O coração de Ella deu um salto. O que ele queria dizer com isso? Poderia ser que o verdadeiro mentor por trás de tudo logo seria revelado?
…
Enquanto isso, em uma pequena casa nos arredores da cidade…
Um homem estava habilmente esquartejando um frango, sangue manchando o chão. Uma mulher trouxe um balde de água. O homem jogou o frango no balde e lavou as mãos antes de acender um cigarro.
Estava estranhamente silencioso.
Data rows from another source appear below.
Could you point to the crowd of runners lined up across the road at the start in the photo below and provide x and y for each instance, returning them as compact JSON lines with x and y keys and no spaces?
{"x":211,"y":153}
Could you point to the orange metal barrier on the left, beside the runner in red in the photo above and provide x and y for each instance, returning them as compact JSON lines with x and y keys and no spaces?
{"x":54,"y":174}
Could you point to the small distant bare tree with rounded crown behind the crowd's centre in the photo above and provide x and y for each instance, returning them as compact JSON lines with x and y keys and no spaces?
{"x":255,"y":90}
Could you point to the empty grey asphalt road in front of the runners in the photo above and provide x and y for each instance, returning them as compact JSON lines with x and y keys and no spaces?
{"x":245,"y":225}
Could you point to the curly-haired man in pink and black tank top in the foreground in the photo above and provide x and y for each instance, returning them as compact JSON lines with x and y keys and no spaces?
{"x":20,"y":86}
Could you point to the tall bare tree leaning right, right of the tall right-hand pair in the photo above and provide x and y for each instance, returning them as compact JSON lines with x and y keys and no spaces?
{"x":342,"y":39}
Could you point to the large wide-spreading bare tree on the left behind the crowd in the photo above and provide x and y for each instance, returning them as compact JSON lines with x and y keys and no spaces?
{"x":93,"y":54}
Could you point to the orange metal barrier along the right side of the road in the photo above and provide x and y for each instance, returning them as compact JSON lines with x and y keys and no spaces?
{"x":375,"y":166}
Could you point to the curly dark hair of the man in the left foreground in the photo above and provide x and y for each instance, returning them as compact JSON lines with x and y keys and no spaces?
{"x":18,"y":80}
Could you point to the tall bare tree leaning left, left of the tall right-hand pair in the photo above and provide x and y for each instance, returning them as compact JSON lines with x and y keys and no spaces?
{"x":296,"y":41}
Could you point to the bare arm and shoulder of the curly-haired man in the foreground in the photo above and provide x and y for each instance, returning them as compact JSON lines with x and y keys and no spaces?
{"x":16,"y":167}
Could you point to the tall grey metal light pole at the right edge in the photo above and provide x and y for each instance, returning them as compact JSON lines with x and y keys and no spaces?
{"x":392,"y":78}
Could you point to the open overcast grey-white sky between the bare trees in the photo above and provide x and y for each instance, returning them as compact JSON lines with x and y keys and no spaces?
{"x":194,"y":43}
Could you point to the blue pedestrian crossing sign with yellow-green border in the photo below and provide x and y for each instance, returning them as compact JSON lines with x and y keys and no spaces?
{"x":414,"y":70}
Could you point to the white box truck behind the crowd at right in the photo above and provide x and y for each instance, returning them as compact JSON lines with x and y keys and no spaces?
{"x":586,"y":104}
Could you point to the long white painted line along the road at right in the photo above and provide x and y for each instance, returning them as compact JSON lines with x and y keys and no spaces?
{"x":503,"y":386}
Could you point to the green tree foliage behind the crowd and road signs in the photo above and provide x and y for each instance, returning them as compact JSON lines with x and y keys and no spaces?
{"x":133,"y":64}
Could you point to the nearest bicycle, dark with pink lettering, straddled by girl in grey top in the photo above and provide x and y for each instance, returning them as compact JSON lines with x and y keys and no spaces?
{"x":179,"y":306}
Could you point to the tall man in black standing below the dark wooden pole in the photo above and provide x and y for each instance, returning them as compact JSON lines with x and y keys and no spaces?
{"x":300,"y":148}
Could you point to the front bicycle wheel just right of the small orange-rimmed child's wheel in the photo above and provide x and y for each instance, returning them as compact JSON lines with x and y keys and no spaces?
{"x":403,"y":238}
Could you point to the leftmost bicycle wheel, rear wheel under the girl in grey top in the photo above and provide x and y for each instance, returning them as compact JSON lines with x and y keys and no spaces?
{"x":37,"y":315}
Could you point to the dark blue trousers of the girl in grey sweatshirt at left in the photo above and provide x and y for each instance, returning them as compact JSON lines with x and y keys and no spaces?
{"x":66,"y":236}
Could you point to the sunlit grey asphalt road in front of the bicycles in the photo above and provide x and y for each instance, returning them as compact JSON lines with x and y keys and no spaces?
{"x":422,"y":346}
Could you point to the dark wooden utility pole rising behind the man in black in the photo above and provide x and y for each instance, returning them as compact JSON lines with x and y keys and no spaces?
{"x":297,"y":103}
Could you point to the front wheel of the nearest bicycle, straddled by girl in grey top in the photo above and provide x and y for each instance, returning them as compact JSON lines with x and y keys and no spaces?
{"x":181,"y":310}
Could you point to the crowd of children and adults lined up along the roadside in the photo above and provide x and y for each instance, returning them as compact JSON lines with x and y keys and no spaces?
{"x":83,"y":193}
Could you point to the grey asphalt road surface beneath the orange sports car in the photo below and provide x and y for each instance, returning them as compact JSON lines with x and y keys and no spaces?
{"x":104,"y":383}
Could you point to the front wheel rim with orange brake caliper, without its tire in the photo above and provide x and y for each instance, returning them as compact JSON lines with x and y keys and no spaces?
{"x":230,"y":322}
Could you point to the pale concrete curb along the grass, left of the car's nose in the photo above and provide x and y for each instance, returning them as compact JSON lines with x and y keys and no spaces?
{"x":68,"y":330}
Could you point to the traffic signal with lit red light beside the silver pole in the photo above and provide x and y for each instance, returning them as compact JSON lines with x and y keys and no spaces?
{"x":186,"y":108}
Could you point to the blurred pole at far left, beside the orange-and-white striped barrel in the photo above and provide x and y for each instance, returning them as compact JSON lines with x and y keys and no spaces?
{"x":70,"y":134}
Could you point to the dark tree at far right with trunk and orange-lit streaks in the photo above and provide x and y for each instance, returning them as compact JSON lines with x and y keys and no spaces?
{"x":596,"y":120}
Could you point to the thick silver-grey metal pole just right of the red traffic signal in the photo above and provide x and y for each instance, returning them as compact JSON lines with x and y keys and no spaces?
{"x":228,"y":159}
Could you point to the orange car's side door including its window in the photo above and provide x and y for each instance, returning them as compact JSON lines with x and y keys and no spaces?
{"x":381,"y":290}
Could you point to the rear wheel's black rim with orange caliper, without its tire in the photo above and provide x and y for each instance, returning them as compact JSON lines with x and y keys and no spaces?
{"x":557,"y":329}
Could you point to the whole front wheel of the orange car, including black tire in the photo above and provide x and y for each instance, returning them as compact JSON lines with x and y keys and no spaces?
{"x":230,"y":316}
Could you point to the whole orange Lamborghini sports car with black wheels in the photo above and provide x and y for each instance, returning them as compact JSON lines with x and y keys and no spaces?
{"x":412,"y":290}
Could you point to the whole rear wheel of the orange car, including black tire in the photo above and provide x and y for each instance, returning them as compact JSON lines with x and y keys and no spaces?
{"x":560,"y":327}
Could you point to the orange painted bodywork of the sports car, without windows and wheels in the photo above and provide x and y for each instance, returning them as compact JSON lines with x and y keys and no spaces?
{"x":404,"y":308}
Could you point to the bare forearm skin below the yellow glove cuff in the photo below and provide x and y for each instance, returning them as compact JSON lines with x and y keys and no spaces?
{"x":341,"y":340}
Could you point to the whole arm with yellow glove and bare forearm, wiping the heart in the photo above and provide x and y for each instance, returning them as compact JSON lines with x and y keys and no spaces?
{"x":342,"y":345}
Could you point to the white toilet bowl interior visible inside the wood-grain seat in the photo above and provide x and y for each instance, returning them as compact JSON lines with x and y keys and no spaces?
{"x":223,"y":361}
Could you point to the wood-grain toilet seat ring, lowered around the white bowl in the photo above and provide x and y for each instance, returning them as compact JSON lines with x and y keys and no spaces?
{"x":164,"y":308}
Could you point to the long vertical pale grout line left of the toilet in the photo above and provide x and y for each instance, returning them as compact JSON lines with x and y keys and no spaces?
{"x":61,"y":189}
Esta área estava marcada para ser demolida em seis meses, e o homem e a mulher eram os últimos moradores.
“Amor, você tem certeza… que aquela pessoa não rachou e revelou nossas informações?” a mulher perguntou, seu rosto cheio de preocupação.
O homem lançou um olhar frio para ela, seus olhos cheios de uma energia glacial e perigosa. “Você não confia no seu próprio marido?”
“Não é isso… é que seu tio tentou assassiná-lo antes e falhou. E agora… aquela criança, embora jovem, é muito esperta. Ele sobreviveu de novo!” A mulher balançou a cabeça com pesar.